Mendocino County has long been a leader in the organic viticulture and farming movement, so it's no surprise that a movement to ban GMOs should take root here. Thirty years ago, the Fetzer and Frey families pioneered organic viticulture techniques in Redwood Valley, blazing the trail for the generation of environmentally concerned winegrowers to follow. Today, out of 321 farms in Mendocino County, 168 are organic, said Els Cooperrider, a member of the Mendocino Organic Network and co-owner of the organically certified Ukiah Brewing Company.
Genetically engineered crops have made inroads in California agriculture, but widespread use of them has to date been limited to crops such as cotton and corn, which are not cultivated in Mendocino. Wine grapes are the county's most important agricultural commodity.
Experimentation with grapevines' genetic makeup has been underway for a number of years. For example, antibacterial genes from a silkworm have been inserted into vines in an effort to give them resistance to the bacteria that causes vine-killing Pierce's disease. (According to a database compiled by Rutgers University, there are currently 41 different field tests of genetically modified vines in the United States.)

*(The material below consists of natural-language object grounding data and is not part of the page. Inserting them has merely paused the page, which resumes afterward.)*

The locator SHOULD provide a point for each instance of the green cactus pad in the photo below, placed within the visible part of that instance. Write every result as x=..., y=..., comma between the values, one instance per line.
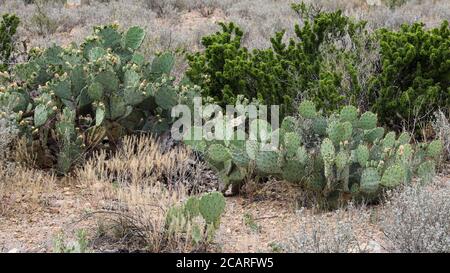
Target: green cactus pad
x=426, y=171
x=342, y=160
x=239, y=156
x=293, y=171
x=267, y=162
x=374, y=134
x=368, y=121
x=340, y=131
x=252, y=149
x=389, y=140
x=292, y=142
x=133, y=38
x=370, y=180
x=349, y=113
x=260, y=130
x=435, y=148
x=191, y=207
x=307, y=109
x=218, y=153
x=302, y=155
x=40, y=115
x=393, y=176
x=211, y=207
x=404, y=138
x=163, y=64
x=319, y=126
x=289, y=124
x=327, y=150
x=362, y=155
x=166, y=97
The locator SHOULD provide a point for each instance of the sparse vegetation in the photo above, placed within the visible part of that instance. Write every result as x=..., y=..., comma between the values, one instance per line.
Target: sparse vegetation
x=90, y=161
x=417, y=219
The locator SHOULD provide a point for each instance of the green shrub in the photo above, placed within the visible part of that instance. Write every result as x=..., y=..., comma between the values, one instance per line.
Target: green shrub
x=277, y=75
x=70, y=101
x=339, y=157
x=8, y=28
x=415, y=74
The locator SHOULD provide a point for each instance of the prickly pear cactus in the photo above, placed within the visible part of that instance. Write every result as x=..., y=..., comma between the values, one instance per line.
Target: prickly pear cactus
x=211, y=207
x=350, y=158
x=112, y=89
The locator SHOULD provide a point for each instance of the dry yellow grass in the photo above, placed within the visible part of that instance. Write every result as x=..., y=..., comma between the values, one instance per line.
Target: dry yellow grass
x=135, y=188
x=22, y=190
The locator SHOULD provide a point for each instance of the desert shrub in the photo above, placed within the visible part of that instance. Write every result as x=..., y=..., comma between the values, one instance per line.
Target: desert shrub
x=143, y=196
x=31, y=188
x=8, y=132
x=414, y=77
x=441, y=127
x=417, y=219
x=337, y=232
x=338, y=157
x=8, y=28
x=276, y=76
x=68, y=100
x=394, y=3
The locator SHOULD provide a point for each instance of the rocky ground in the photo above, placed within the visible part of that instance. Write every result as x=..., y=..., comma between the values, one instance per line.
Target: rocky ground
x=262, y=222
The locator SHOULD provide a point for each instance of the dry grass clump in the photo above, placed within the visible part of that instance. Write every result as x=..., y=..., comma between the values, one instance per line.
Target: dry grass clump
x=141, y=160
x=417, y=219
x=441, y=127
x=24, y=190
x=135, y=189
x=21, y=189
x=341, y=231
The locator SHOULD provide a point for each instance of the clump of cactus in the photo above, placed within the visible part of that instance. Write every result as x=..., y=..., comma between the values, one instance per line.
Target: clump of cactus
x=208, y=208
x=69, y=100
x=340, y=157
x=8, y=28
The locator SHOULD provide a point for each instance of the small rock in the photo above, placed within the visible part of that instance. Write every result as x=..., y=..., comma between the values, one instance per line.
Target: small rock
x=374, y=247
x=14, y=250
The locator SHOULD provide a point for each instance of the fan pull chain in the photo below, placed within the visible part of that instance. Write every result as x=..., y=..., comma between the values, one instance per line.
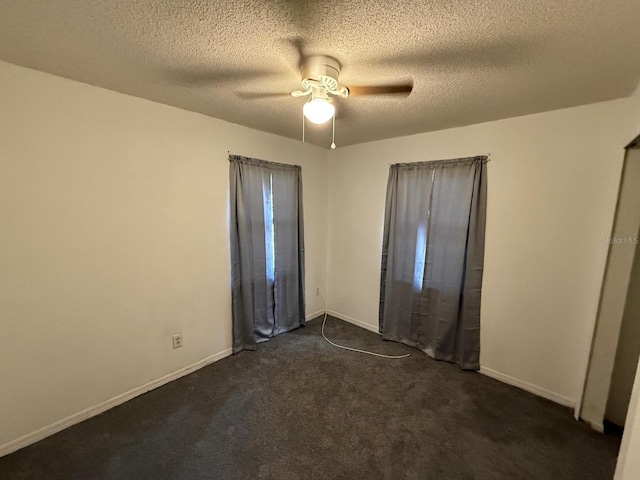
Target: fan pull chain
x=333, y=135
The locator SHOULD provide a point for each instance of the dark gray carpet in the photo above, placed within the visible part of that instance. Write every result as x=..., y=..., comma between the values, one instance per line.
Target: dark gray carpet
x=302, y=409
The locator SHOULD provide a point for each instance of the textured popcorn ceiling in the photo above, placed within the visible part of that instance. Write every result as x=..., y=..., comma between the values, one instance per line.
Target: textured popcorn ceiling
x=471, y=60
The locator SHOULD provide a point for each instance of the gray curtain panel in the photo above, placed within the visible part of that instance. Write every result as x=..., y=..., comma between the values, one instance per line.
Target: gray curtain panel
x=432, y=258
x=267, y=250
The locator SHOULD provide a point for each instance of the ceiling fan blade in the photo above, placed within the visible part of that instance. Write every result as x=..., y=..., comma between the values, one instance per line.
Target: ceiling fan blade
x=397, y=89
x=259, y=95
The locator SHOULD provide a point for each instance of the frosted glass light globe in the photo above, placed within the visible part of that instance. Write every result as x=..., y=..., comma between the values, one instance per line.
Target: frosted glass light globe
x=318, y=110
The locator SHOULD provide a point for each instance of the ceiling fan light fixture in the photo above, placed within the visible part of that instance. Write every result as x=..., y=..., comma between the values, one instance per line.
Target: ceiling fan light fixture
x=319, y=110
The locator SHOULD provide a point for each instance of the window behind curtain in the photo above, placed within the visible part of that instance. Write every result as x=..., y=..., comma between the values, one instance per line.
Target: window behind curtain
x=432, y=258
x=267, y=250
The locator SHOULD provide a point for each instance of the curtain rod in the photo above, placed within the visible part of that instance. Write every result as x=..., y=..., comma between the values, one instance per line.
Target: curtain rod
x=485, y=158
x=257, y=161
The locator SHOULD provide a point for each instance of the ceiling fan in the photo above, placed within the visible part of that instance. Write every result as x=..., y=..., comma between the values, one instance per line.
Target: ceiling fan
x=320, y=83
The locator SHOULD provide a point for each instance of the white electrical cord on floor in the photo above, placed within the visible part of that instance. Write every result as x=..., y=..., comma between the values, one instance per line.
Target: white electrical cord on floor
x=349, y=348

Opponents of genetic engineering say the effects of such techniques, both direct and indirect, have not been studied carefully enough. They point out that organisms are often modified by having genes from a completely unrelated species inserted in them -- something that would never happen in nature or through conventional breeding techniques -- and that unforeseen results could damage human beings or the environment.
"[GMOs] should be under controlled research," said French-born Arnaud Weyrich, winemaker for Roederer Estate in Anderson Valley, who stressed that he was not opposed to ongoing studies, but to commercial cultivation. "If we find, 50 years from now, that we are not putting people or vineyards at risk, this may be the future."
Other supporters of a GMO ban in Mendocino -- such as the Mendocino-Lake County chapter of California Certified Organic Farmers -- expressed concerns that the presence of genetically engineered crops in the county could damage its reputation and its blossoming organic wine and food industries. They also fear that inclusion of genetically engineered vines would limit the marketability of their wines in Europe, where genetically engineered products must be labeled as such.
Katrina Frey, director of sales for Frey Vineyards, called the initiative "an insurance policy to protect Mendocino County's multimillion-dollar exports of conventional and organic agricultural products."
Not everyone in the county, however, is sold on the GMO ban. The board of the Mendocino County Farm Bureau, a nongovernmental organization of farm and ranch families, voted to oppose the initiative. "They took the position that it was not a good policy for the county," said executive administrator Carre Brown. "They questioned the cost to the county of implementation and enforcement of the plan."